Leveraging AI to drive operational improvement

By Johan Reyneke, Customer Engagement Lead at SilverBridge Holdings

Companies are using artificial intelligence (AI) as a tool to generate value. This is hardly surprising given the rapid push to modernise systems and embrace digitalisation over the last two years. Organisations are therefore likely to increase their AI investments as they look to become more efficient and deliver a better customer experience given current global uncertainties coming out of the COVID-19 pandemic.

Half of respondents in a recent global survey have indicated that their companies have adopted AI in at least one business function. And while these functions remain largely unchanged from 2019, with service operations, product or service development, and marketing and sales again taking top spots, this reinforcement highlights how important customer-centricity is in the business value chain.

According to this McKinsey survey, the largest share of respondents has reported revenue increases for pricing and promotion, customer-service analytics, and sales and demand forecasting. More than two-thirds who report adopting each of these use cases say it has resulted in increased revenue.

Insurance focus

For their part, insurers have also turned to AI to cut costs, reduce risk, and generate more advanced customer insights. The initial focus during the hard lockdown was on business survival. This has given way to the realisation that the operating environment after COVID-19 will be significantly different to the one at the start of 2020. To this end, those insurers who have gained a better understanding of their business needs during this time will be able to develop an AI strategy and make targeted AI investments to deliver a high return on investment without putting significant strain on already tight budgets.

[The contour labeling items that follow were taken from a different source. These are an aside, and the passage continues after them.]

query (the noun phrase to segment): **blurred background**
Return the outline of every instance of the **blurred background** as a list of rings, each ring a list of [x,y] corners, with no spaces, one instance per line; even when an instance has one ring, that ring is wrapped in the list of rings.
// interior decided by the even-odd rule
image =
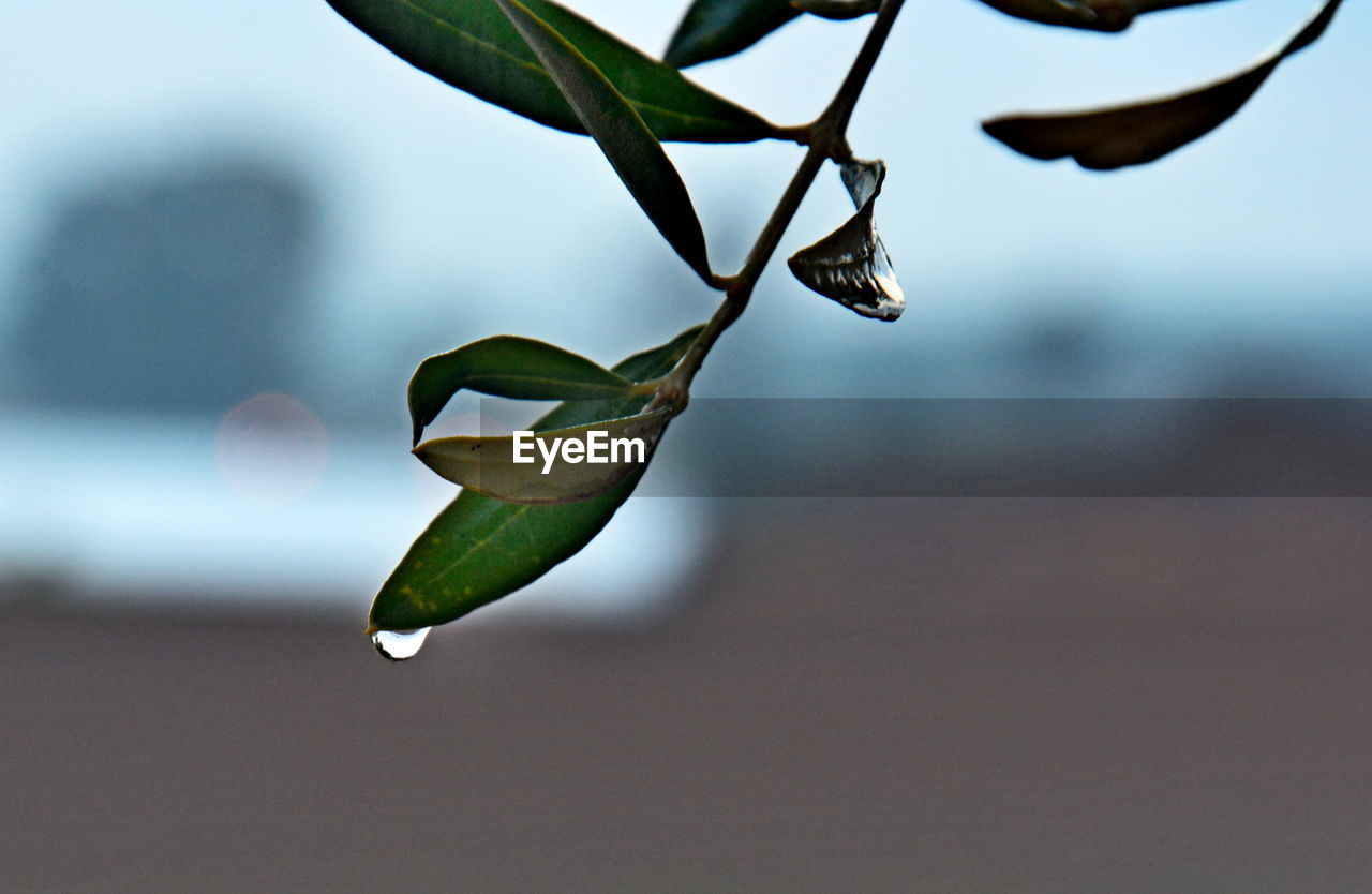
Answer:
[[[573,5],[649,52],[682,11]],[[1154,166],[977,126],[1211,80],[1306,14],[911,4],[849,132],[889,165],[906,315],[774,263],[697,392],[1372,398],[1365,4]],[[687,496],[384,664],[366,606],[453,496],[407,454],[417,362],[508,332],[608,365],[715,293],[590,141],[321,0],[0,21],[4,887],[1362,890],[1365,499],[844,498],[899,450],[836,458],[826,418],[761,448],[702,400],[654,470]],[[797,21],[691,77],[800,123],[863,32]],[[668,148],[733,269],[799,149]],[[781,252],[849,213],[825,173]],[[829,496],[690,496],[767,451]]]

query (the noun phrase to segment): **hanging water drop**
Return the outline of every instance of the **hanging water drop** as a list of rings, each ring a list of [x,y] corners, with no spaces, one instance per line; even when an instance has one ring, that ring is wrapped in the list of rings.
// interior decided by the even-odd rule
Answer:
[[[383,658],[405,661],[420,653],[420,647],[424,644],[431,629],[434,628],[425,627],[418,631],[376,631],[372,633],[372,644],[376,646],[376,651],[381,653]]]

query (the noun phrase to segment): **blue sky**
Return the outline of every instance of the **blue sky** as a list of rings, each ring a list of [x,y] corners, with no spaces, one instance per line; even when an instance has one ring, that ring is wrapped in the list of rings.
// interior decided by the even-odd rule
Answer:
[[[679,15],[672,4],[573,5],[649,49]],[[785,315],[807,340],[918,348],[1015,313],[1017,295],[1063,281],[1107,303],[1146,298],[1158,313],[1169,295],[1184,296],[1176,314],[1196,319],[1246,313],[1229,296],[1196,307],[1198,282],[1372,281],[1367,4],[1346,4],[1324,41],[1228,126],[1155,166],[1102,176],[1041,165],[977,128],[996,112],[1109,103],[1225,74],[1309,10],[1303,0],[1217,3],[1100,36],[1032,26],[973,0],[910,4],[852,141],[890,165],[878,219],[911,313],[888,328],[849,321],[778,267],[759,315]],[[800,122],[822,107],[862,32],[801,21],[694,75],[775,121]],[[589,141],[409,69],[321,0],[11,0],[0,59],[0,282],[44,200],[67,185],[244,147],[314,178],[327,204],[324,288],[338,311],[327,340],[347,341],[377,319],[460,314],[462,336],[468,328],[472,337],[557,335],[609,359],[637,347],[626,329],[670,335],[713,300]],[[672,155],[715,256],[731,263],[797,149],[672,147]],[[782,250],[831,229],[845,202],[829,177]],[[645,289],[668,299],[645,306],[653,300]],[[1279,299],[1251,300],[1261,315]],[[1306,300],[1331,319],[1342,313],[1318,310],[1317,287]],[[652,325],[616,322],[626,315]]]

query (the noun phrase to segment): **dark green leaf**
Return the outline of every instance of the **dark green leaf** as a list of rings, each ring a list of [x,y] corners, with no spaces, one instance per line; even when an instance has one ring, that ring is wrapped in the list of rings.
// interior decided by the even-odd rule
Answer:
[[[858,214],[786,263],[797,280],[825,298],[863,317],[893,322],[906,310],[906,295],[873,218],[886,165],[852,159],[844,163],[842,177]]]
[[[667,44],[664,59],[685,69],[731,56],[797,15],[790,0],[696,0]]]
[[[1006,15],[1092,32],[1122,32],[1136,15],[1217,0],[981,0]]]
[[[527,462],[516,462],[514,437],[438,437],[420,444],[414,455],[439,476],[486,496],[510,503],[573,503],[598,496],[641,472],[671,418],[672,413],[664,409],[541,432],[523,442]],[[602,439],[598,447],[593,435]],[[619,439],[639,440],[642,448],[612,454]],[[579,446],[576,461],[563,459],[567,443]],[[602,462],[589,461],[593,448]],[[545,450],[552,455],[546,457]],[[582,462],[583,458],[587,461]]]
[[[668,344],[615,367],[624,378],[665,374],[700,335],[696,326]],[[563,403],[532,425],[550,431],[631,415],[646,396]],[[520,506],[462,491],[414,542],[372,603],[372,631],[443,624],[542,577],[575,555],[628,499],[641,473],[600,496],[558,506]]]
[[[1083,167],[1095,170],[1146,165],[1228,121],[1284,59],[1320,38],[1340,1],[1328,0],[1284,47],[1224,81],[1114,108],[1007,115],[984,122],[982,129],[1032,158],[1072,156]]]
[[[709,281],[705,234],[663,145],[605,75],[519,0],[495,0],[563,90],[639,207],[691,270]]]
[[[538,58],[494,0],[328,0],[414,67],[539,123],[584,133]],[[659,140],[750,143],[774,134],[753,112],[549,0],[525,4],[623,93]]]
[[[519,400],[579,400],[623,394],[630,383],[546,341],[495,336],[435,354],[410,378],[414,442],[462,388]]]
[[[871,15],[881,8],[881,0],[790,0],[790,5],[822,19],[847,22]]]

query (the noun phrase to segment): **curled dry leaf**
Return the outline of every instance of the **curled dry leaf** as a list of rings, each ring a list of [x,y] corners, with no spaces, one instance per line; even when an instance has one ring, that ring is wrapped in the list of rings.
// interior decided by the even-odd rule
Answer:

Even though the immediate priorities might include cost and risk reduction, the importance of delivering a quality (and consistent) customer experience cannot be ignored. Churn has become a reality for many insurers especially the incumbents battling against agile insurtechs that are not constrained by legacy infrastructure. To this end, if existing customers do not feel they get good value from their service provider, they will likely jump ship to an insurer who can give them an integrated environment that delivers self-service while offering more customised solutions relevant to their needs.

Leveraging the likes of AI to provide advanced analytics on the wealth of data they have at their disposal, insurers can mitigate the risk of this happening. Along with AI comes the ability to reduce fraudulent claims, predict underwriting risks, improve customer relationship management, and identify process areas that can be improved on to free up employee expertise to focus on delivering strategic value.

Attending to customers

Research shows that global spending on cognitive and AI systems will approach the $80 billion mark by 2022 with a significant portion of that focused on conversational AI applications such as chatbots and deep learning and machine learning capabilities.

According to KPMG, the most critical tools for creating positive customer experiences and building data sets with insights that drive sales are AI-powered customer journey mapping and understanding customer behaviour. For example, insurers are using advanced analytics and AI to derive insights from customer profiles in order to re-engage inactive customers and upselling or cross-selling to them.

By combining AI, advanced analytics, and machine learning, insurers can position themselves favourably to deliver operational improvements while servicing customers in ways that befit today’s evolving digital landscape.